The week-long calendar of organized time situates the recurring activities appearing in your week-long time l og such that your days are presented in an optimized manner allowing repetitive activities to be identified. Activities to consider should include “free time” for you, family, and social activities. Also consider work, meals and preparation, exercise, studies, and chores.

Task goals and the steps to attain the goal are elements that may or may not immediately appear within the organized weekly calendar, but are added as they arise. Consider setting goals and objectives for work projects. These can be blended into the organized weekly calendar to become a daily planner.

Blend the activities of task goals and objectives and the week-long calendar of organized time into an adaptable daily planner.

The next step is to translate this information into some sort of daily planner. Your planner should be a tool that accommodates your lifestyle. In its simplest form consider using a shirt pocket planner notebook, a wall calendar, a commercially printed daily planner with calendar, or a software application (app) that runs on your cell phone and is shared with others. Pick the tool that you will use. Time management provides opportunity to enact goal setting.

A Method for Goal Setting

A frequent term used in psychology is successive approximation or an ongoing shaping of behavior towards a desired end.36 The same can be said for the goal setting. A goal is often defined as the conscious development of a plan to guide a person or group toward the goal or desired end-point. It is important to develop a realistic goal along with the smaller, more manageable, informative steps required to attain the goal. These steps or objectives have purpose. Steps can help eliminate goal ambiguity by providing limitations to the broader goal statement. They can introduce more flexibility in attaining the goal.37,38 Steps provide a mechanism for ongoing self-evaluation. They provide opportunities for “rewards” along the way to attaining the larger goal. Too often people focus only on the goal and miss the intrinsic and extrinsic values associated with satisfying the smaller steps towards meeting their goal.
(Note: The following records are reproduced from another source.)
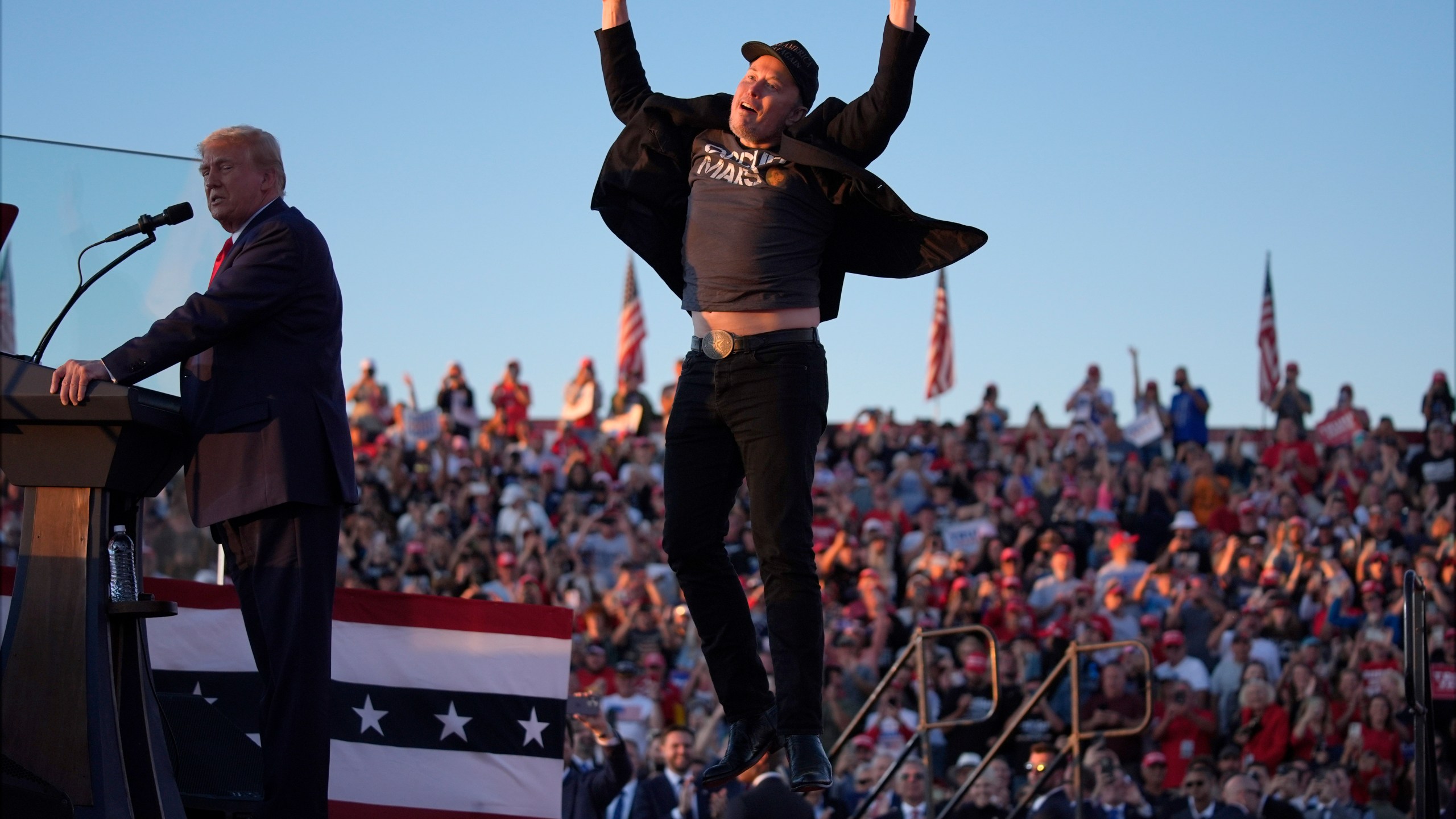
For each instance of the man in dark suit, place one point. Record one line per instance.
(1202, 783)
(768, 795)
(673, 789)
(753, 209)
(586, 787)
(1053, 804)
(913, 789)
(263, 392)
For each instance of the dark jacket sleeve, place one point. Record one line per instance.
(606, 783)
(622, 71)
(862, 130)
(261, 280)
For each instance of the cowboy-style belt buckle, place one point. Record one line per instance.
(718, 344)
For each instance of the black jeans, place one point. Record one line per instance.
(756, 414)
(283, 563)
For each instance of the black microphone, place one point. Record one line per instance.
(173, 214)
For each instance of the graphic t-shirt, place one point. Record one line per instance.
(758, 226)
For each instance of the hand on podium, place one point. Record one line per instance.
(72, 379)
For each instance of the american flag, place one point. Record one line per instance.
(631, 331)
(440, 707)
(941, 366)
(1269, 340)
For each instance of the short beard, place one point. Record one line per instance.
(747, 135)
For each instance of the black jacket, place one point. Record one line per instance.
(643, 188)
(263, 390)
(586, 795)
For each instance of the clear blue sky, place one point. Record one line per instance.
(1132, 164)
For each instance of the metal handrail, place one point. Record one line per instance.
(924, 727)
(1418, 693)
(1078, 735)
(900, 660)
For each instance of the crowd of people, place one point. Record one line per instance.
(1261, 572)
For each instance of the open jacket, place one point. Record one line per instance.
(643, 188)
(261, 384)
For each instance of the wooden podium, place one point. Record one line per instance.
(79, 710)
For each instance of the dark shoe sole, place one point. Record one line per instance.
(710, 783)
(810, 787)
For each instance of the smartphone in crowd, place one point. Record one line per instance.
(583, 703)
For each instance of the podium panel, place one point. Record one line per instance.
(76, 691)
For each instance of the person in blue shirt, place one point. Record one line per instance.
(1189, 411)
(1375, 614)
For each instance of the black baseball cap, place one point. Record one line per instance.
(796, 59)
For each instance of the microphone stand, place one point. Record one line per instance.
(84, 286)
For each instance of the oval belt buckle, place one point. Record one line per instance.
(718, 344)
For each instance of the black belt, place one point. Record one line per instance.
(719, 343)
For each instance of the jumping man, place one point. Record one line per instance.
(753, 209)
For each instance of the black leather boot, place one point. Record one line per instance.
(749, 739)
(809, 764)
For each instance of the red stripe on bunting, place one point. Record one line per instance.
(380, 608)
(425, 611)
(360, 810)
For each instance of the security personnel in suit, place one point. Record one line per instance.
(263, 392)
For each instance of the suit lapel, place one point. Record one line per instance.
(271, 210)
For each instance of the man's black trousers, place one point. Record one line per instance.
(756, 414)
(283, 564)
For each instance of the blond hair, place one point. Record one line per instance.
(261, 146)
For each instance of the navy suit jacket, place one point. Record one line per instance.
(263, 388)
(586, 795)
(656, 799)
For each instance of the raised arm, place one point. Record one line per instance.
(621, 65)
(864, 127)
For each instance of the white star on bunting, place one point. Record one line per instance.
(452, 723)
(533, 730)
(369, 717)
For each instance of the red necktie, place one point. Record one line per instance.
(222, 255)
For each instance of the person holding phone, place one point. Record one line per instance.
(589, 784)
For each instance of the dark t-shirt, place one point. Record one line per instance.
(758, 226)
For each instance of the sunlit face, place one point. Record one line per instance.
(677, 750)
(765, 104)
(235, 187)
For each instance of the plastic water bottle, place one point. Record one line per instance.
(123, 566)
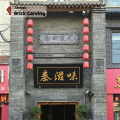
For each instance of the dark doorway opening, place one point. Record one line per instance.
(58, 112)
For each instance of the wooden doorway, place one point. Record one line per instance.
(58, 110)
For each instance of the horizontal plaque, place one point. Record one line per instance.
(58, 75)
(63, 55)
(58, 38)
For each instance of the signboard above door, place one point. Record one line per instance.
(58, 75)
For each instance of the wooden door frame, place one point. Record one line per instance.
(58, 103)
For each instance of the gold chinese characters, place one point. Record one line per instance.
(45, 77)
(58, 76)
(72, 76)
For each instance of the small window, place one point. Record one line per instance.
(111, 3)
(115, 47)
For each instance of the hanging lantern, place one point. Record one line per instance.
(30, 49)
(86, 64)
(85, 47)
(85, 30)
(85, 38)
(30, 31)
(30, 39)
(85, 22)
(30, 57)
(30, 23)
(29, 66)
(85, 56)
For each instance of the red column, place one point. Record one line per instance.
(110, 114)
(4, 114)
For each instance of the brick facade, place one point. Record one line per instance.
(22, 80)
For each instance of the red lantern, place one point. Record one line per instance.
(85, 30)
(30, 57)
(30, 39)
(86, 64)
(85, 38)
(85, 56)
(30, 31)
(85, 47)
(85, 22)
(30, 49)
(29, 66)
(30, 23)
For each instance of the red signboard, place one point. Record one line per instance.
(113, 81)
(4, 76)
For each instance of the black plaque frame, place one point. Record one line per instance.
(38, 70)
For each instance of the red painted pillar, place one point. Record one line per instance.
(4, 114)
(110, 114)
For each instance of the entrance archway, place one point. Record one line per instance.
(58, 110)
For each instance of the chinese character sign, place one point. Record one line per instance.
(58, 75)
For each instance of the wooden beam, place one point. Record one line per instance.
(68, 9)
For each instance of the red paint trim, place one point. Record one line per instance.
(4, 114)
(110, 113)
(112, 81)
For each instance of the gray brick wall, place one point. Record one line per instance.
(17, 81)
(23, 80)
(112, 25)
(98, 83)
(58, 22)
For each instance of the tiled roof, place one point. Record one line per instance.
(65, 2)
(4, 59)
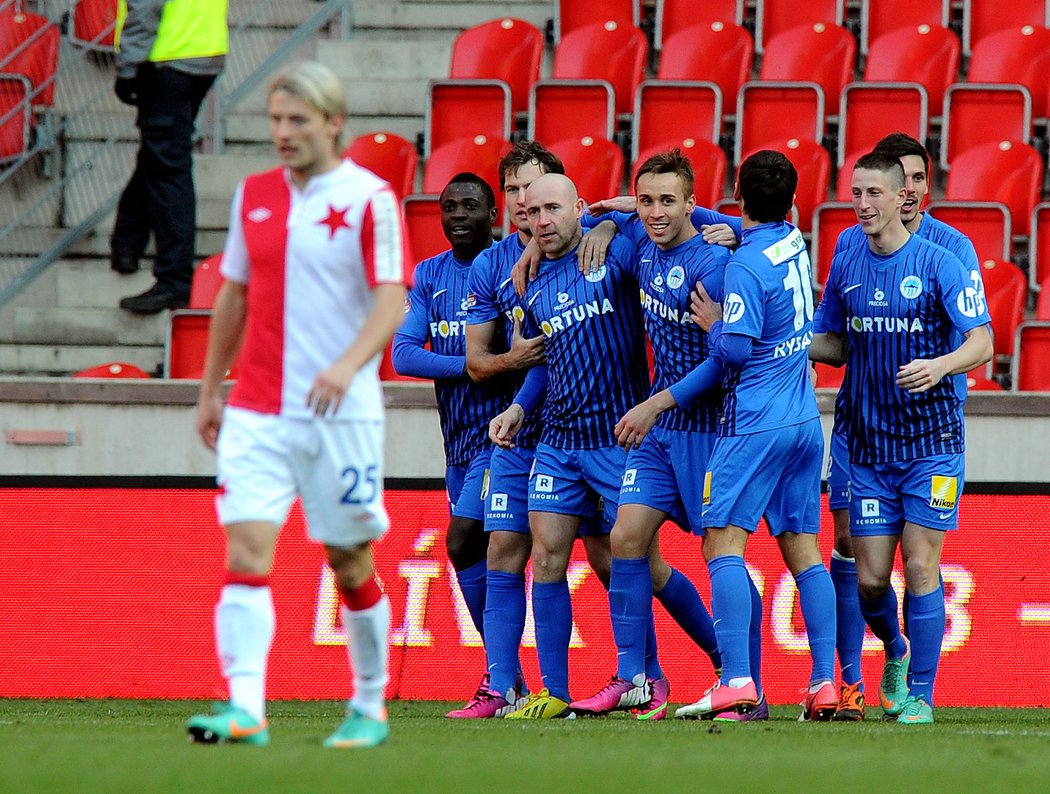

Are there other options for goal setting? While the method described does provide the how-to basics of goal setting, finding other tools, such as dedicated goal setting apps might be beneficial. Consider too, other tools such as acronyms that might prompt you. The SMART acronym captures some of the elements of successful goal setting from a management context. That is, goals are Specific (defined intent), Measurable (limits are established), Assignable (who is involved), Realistic (attainable), and Time Related (expected completion).39 The goal, of course, is to complete the goal setting and if you should find a more appropriate tool that moves you to completion, then use it.

References

1. Mace, Cecil Alec. "Incentives. Some Experimental Studies." Industrial Health Research Board Report. Medical Research Council 72 (1935).

2. Ryan, Thomas Arthur, and Patricia Cain Smith. "Principles of industrial psychology." (1954).

3. McClelland, David C., John W. Atkinson, Russell A. Clark, and Edgar L. Lowell. "The Achievement Motive (New York: Appleton-Century-Crofts, 1953)." McClellandThe Achievement Motive1953 (1955).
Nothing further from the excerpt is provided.